Reply:  Item #3748604 from URTH@LISTS.BEST.COM@INTERNET#

Nutria,

I think you've already stated all the pieces that made me guess
Peter's last name as Pan.  First the ending suggests that Peter has a
last name older than Palmieri; then the not growing up, the playing
pirates, the island, the interaction with a big sister/two brothers.

Re: the island as deathland.  Yes, definitely.  Just like the shore
of the averns; the skiff, the number of passengers threatening to
sink the skiff, the space bending, the weird guide.

But as you nearly say, Cassonsville itself is part fairyland.  You can
only get there by a ride from a denizen.  Pete's "welcome" had run
out until he got the ride with Ernie Cotha.
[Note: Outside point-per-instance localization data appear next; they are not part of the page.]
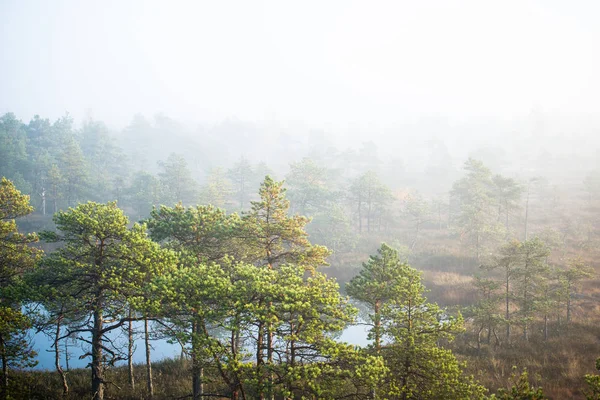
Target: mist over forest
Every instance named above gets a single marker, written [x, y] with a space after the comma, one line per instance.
[266, 200]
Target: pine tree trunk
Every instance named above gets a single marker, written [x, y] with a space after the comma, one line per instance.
[259, 360]
[149, 381]
[197, 371]
[4, 387]
[59, 369]
[130, 352]
[97, 362]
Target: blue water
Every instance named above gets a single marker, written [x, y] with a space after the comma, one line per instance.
[355, 334]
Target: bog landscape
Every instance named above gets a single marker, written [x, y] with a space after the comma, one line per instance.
[270, 200]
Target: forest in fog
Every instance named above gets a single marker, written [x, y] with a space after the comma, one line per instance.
[471, 279]
[311, 200]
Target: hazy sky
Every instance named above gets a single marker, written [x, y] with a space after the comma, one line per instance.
[313, 61]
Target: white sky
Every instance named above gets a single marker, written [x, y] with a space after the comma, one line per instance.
[320, 62]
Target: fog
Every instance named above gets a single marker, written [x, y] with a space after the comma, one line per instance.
[331, 64]
[451, 130]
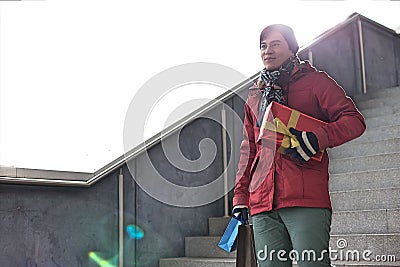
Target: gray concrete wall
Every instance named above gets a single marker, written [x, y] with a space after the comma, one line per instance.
[57, 226]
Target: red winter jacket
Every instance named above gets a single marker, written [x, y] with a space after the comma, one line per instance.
[286, 182]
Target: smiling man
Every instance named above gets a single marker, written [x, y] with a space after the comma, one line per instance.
[291, 207]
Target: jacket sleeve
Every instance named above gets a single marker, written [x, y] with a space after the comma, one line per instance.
[345, 122]
[247, 155]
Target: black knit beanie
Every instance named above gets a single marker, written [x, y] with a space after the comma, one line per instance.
[286, 32]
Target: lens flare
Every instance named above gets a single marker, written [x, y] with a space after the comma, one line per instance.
[101, 262]
[134, 232]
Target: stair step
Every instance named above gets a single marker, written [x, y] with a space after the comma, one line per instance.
[377, 134]
[366, 148]
[372, 199]
[375, 179]
[377, 244]
[386, 120]
[217, 225]
[197, 262]
[365, 163]
[379, 93]
[380, 111]
[382, 221]
[205, 247]
[381, 101]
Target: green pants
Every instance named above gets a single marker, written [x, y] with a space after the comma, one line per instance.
[298, 233]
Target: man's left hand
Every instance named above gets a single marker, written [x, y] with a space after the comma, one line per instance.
[308, 145]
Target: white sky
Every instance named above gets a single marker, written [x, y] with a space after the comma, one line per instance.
[69, 68]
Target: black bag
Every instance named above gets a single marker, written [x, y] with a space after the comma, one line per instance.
[246, 252]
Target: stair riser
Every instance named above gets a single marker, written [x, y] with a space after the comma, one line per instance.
[366, 149]
[378, 102]
[358, 164]
[217, 226]
[366, 200]
[366, 222]
[365, 180]
[378, 134]
[382, 121]
[205, 247]
[379, 93]
[381, 111]
[377, 244]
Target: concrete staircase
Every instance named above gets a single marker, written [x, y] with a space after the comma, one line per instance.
[365, 193]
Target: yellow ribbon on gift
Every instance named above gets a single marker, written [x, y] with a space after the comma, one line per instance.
[289, 140]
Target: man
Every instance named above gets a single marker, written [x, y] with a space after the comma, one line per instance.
[291, 208]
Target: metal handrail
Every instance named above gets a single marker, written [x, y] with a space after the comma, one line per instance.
[120, 161]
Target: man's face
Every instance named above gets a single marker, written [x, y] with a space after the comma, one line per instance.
[274, 50]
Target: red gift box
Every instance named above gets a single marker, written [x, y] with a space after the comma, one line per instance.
[276, 123]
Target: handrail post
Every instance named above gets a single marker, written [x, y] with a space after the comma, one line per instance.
[121, 219]
[361, 42]
[224, 160]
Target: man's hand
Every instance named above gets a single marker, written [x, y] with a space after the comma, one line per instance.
[308, 145]
[241, 213]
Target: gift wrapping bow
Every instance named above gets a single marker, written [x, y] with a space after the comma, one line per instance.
[289, 140]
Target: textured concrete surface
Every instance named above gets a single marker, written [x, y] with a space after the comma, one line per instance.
[366, 148]
[375, 179]
[217, 225]
[385, 198]
[365, 163]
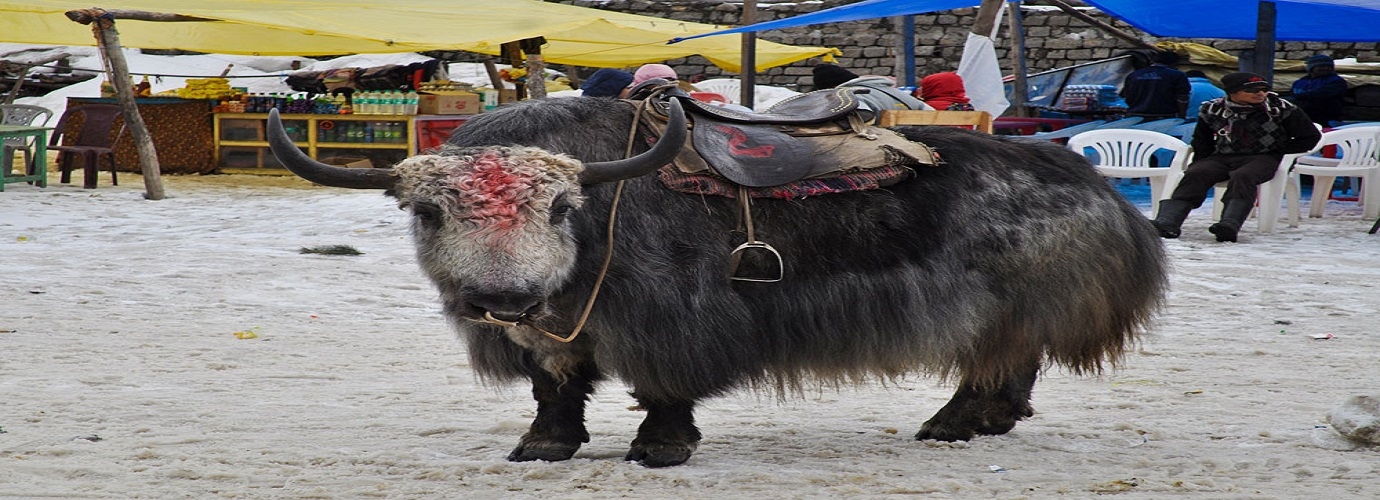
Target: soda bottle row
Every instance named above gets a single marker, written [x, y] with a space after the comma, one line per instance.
[362, 131]
[280, 101]
[385, 102]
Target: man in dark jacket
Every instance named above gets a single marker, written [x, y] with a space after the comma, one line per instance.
[1319, 93]
[1157, 91]
[1239, 138]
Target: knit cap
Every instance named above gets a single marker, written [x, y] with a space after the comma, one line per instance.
[1235, 82]
[649, 72]
[830, 76]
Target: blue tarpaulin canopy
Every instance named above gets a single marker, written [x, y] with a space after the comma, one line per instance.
[1296, 20]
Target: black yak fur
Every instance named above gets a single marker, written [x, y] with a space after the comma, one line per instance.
[1006, 258]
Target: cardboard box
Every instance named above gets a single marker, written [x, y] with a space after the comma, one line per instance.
[449, 102]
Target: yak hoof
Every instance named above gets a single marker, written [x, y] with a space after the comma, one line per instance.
[543, 449]
[661, 455]
[974, 419]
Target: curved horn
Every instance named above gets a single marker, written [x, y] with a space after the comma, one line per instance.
[320, 173]
[663, 152]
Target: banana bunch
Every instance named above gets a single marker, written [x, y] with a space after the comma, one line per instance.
[206, 89]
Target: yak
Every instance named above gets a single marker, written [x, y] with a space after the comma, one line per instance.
[563, 260]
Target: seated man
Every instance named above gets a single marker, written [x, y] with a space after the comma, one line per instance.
[1239, 138]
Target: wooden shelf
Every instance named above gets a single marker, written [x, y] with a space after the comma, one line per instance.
[249, 145]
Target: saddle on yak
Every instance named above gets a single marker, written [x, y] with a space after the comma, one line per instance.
[810, 144]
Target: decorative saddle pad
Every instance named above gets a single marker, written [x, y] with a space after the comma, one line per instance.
[758, 154]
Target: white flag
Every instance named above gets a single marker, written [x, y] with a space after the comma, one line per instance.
[981, 73]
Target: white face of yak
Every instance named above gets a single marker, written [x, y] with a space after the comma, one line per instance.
[490, 227]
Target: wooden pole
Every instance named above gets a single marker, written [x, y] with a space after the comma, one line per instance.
[24, 72]
[1101, 25]
[536, 66]
[102, 25]
[1020, 89]
[907, 64]
[1263, 58]
[747, 91]
[512, 55]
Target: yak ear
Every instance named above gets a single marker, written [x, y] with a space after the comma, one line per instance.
[663, 152]
[320, 173]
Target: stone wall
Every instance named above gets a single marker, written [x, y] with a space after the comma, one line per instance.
[1053, 39]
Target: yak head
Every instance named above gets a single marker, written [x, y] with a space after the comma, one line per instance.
[491, 224]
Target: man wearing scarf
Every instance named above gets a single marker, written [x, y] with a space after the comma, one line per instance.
[1239, 138]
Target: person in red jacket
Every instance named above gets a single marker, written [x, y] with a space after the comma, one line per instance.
[944, 91]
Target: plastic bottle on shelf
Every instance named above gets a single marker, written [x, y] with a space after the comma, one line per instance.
[363, 104]
[410, 102]
[389, 101]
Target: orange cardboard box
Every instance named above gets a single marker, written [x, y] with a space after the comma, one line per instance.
[449, 102]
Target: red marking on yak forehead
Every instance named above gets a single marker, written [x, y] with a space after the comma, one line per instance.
[497, 195]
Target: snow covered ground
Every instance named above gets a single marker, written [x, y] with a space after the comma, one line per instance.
[123, 373]
[123, 376]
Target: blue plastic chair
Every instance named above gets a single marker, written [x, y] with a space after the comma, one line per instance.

And the whole "changeling" mythology is fairy based/driven.  A fairy
baby or elder is substituted for a human baby--the human baby is
taken to work in the fairy labor system (shades of "A Cabin on the
Coast") or pollenate the fairies (like Severian in the cave on the
island with Apheta in Yesod).  After this task is complete, the
fairies dispose of the human baby, usually by letting it go back
"home" only displaced in time.

Peter Pan obviously has a great deal of fairy to him, which is why
I'm so eager to tie him to little Peter Palmieri.  Peter Palmieri is
the fairy changeling of the title, but like many Wolfe stories, the
focus is on paradox, how the human baby goes through an awful lot of
changes (making it a "changeling") while the fairy changeling remains
unchanged--static.  We might also be close to "hero wrestles with
his own shadow"; again, Weer vs. Bobby Black, Severian and
Apu-Punchau vs. Hildegrin the Badger, (Peter Pan vs. his shadow?).

Hey, good point--twenty-nine year old Pete was supposed to have
nocturnal reunion in motel room with thirty-something Maria, leading
to marriage, and then eight-year-old Peter could latch onto a new
nuclear unit.  Nice!  The sugar lump (cassons?) for the overworked
little burro (note that Pete calls Papa a burro; and that Papa is the
only other one who knows about Peter's weirdness), but the burro
balks!

Re: "contemptable situation of an able-bodied man living off the
gifts of others, who treat him as a guru.  Pete has moved into the
mentality of Hinduism," well . . . anchorites, cenobites, stylites
(sp?); monks, nuns, saints, and martyrs all have a place in
Christianity (some branches, at least <g>).